Among the participants, 15 had existing anti-Gal A antibodies and served as a control group. Of the other 87 people, 29 or nearly one-third showed evidence of anti-PEG antibodies. Antibody levels in these patients in response to ERT were lower than in the control group.

Altogether, these low levels of anti-PEG antibodies appeared not to have an inhibitory effect on Gal A enzyme activity in response to Elfabrio treatment. They also did not influence Elfabrio’s half-life, a measure reflecting how long a substance stays in the bloodstream.

It is conceivable that therapy efficacy may be better under next-generation [Elfabrio] therapy than under current ERTs.

On the other hand, pre-existing anti-Gal A antibodies did block Gal A activity in response to both Elfabrio and Fabrazyme relative to samples without these antibodies.

Still, this inhibition was stronger in response to Fabrazyme, ” which confirms our recent data, demonstrating that pre-existing anti-AGAL antibodies show less affinity towards [Elfabrio],” the researchers wrote.

Moreover, while these antibodies caused Elfabrio’s half-life to drop by about 60%, it still remained in the blood about fivefold longer than did Fabrazyme.

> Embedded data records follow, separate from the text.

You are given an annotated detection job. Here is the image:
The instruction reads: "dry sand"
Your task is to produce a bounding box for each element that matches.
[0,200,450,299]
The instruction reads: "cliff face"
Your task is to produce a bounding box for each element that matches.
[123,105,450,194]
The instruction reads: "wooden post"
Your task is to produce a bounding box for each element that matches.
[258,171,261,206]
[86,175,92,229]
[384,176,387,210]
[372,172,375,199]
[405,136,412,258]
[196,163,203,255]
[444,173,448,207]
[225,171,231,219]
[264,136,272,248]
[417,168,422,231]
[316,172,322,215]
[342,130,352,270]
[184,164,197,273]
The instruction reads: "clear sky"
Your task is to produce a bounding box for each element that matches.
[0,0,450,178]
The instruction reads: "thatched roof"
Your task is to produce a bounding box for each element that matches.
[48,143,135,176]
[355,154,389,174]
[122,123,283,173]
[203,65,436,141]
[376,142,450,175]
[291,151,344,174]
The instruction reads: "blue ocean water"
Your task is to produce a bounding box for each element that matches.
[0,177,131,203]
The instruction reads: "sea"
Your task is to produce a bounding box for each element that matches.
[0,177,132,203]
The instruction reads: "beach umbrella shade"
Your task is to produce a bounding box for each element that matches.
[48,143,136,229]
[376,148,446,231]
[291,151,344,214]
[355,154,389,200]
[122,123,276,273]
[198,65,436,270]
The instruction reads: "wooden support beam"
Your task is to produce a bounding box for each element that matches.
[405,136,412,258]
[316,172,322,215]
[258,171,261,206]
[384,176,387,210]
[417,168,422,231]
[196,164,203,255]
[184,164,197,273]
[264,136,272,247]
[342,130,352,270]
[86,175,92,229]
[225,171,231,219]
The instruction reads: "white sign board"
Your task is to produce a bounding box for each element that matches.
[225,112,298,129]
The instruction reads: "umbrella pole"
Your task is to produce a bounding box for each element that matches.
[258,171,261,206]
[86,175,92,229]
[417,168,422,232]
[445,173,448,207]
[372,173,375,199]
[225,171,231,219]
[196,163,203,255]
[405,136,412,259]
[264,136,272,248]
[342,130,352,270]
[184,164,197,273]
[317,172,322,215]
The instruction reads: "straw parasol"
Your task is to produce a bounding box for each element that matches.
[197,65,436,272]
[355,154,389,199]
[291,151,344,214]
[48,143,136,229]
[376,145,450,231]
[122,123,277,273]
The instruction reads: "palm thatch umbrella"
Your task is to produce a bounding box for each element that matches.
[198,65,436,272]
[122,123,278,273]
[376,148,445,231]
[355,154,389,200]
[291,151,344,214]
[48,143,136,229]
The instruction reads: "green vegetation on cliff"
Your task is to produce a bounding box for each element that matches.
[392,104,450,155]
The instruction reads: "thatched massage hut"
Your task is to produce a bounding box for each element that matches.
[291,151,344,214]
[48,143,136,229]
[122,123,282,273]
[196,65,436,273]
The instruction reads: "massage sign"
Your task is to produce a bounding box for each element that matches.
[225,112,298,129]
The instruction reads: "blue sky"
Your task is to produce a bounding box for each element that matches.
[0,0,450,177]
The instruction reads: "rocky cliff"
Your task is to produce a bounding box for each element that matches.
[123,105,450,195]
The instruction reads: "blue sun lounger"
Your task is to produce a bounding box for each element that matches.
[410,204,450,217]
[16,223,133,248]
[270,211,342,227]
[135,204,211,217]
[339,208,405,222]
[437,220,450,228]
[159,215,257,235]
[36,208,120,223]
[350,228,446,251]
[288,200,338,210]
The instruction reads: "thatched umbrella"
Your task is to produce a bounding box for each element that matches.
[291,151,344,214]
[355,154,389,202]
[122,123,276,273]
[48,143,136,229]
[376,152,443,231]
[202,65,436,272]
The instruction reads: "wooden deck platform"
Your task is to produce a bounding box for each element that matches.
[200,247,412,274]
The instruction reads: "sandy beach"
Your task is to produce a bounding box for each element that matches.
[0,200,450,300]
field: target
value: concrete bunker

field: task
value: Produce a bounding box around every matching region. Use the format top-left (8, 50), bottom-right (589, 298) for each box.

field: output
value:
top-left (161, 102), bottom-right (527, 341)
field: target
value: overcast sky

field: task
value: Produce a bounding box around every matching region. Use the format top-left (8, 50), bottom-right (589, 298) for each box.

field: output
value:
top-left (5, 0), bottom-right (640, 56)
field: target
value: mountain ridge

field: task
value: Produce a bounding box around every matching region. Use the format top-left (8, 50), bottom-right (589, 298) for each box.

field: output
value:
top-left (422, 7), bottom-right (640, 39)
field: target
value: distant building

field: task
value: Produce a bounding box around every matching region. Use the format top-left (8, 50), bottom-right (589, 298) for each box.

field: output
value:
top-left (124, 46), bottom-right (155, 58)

Among 14 Fabry patients known to have received an mRNA-based COVID-19 vaccine, there was no evidence of the development of anti-PEG antibodies an average of 7.5 months after vaccination.

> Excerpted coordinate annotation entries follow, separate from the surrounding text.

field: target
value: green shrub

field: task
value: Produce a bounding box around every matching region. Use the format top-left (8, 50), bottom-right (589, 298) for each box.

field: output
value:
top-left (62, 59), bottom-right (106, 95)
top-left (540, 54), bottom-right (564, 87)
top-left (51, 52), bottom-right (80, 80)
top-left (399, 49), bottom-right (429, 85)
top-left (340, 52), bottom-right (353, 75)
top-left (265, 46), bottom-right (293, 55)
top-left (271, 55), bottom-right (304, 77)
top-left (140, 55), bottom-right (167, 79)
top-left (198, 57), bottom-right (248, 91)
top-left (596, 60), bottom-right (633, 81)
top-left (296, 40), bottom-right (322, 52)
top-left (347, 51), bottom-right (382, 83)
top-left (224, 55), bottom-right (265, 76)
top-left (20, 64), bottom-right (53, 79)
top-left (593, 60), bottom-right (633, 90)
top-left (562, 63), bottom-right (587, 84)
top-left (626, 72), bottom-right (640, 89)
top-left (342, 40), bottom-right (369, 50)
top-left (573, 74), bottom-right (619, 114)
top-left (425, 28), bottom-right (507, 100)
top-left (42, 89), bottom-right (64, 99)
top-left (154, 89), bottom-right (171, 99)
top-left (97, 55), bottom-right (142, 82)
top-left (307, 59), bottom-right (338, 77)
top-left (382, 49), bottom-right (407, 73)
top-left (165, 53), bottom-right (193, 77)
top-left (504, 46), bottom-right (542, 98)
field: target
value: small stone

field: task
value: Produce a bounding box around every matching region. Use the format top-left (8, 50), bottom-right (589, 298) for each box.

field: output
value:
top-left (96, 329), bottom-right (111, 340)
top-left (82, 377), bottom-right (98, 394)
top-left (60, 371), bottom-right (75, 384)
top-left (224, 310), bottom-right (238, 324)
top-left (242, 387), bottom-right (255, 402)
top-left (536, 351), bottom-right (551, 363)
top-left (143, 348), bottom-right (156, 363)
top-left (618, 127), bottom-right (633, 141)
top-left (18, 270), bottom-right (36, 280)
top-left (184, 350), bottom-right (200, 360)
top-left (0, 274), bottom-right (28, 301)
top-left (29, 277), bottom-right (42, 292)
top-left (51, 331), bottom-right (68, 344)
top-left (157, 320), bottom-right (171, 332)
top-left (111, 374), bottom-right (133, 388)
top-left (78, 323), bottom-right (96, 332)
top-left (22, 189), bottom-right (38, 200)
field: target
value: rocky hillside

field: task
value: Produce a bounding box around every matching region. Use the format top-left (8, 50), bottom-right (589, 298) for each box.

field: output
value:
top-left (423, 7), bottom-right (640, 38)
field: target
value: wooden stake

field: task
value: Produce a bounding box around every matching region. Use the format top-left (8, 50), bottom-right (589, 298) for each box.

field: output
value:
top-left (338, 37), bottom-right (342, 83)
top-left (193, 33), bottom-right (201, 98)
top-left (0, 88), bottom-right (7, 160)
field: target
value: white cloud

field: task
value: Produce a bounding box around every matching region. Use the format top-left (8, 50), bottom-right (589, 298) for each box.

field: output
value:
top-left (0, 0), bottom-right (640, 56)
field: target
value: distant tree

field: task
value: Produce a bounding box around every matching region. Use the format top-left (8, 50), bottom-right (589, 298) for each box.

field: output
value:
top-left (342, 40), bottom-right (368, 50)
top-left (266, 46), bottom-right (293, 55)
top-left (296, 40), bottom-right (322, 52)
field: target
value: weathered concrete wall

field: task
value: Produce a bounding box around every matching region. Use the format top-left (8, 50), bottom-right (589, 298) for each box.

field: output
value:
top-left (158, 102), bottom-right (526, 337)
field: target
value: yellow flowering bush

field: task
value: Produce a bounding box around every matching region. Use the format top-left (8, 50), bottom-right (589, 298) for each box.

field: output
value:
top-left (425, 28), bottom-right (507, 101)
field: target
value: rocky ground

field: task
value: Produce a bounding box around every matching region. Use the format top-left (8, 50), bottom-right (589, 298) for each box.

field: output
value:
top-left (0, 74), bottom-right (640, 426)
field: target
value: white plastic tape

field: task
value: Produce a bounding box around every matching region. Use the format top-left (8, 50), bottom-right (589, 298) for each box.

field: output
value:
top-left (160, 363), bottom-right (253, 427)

Altogether, “it is conceivable that therapy efficacy may be better under next-generation [Elfabrio] therapy than under current ERTs in terms of reduced inhibitory effects of anti-AGAL and minor (marginal or insignificant) inhibitory effect of anti-PEG antibodies,” the researchers wrote.

As Elfabrio becomes available to patients, the effects of such treatment on antibody formation should be evaluated, “which will be the scope of a future study,” the researchers wrote.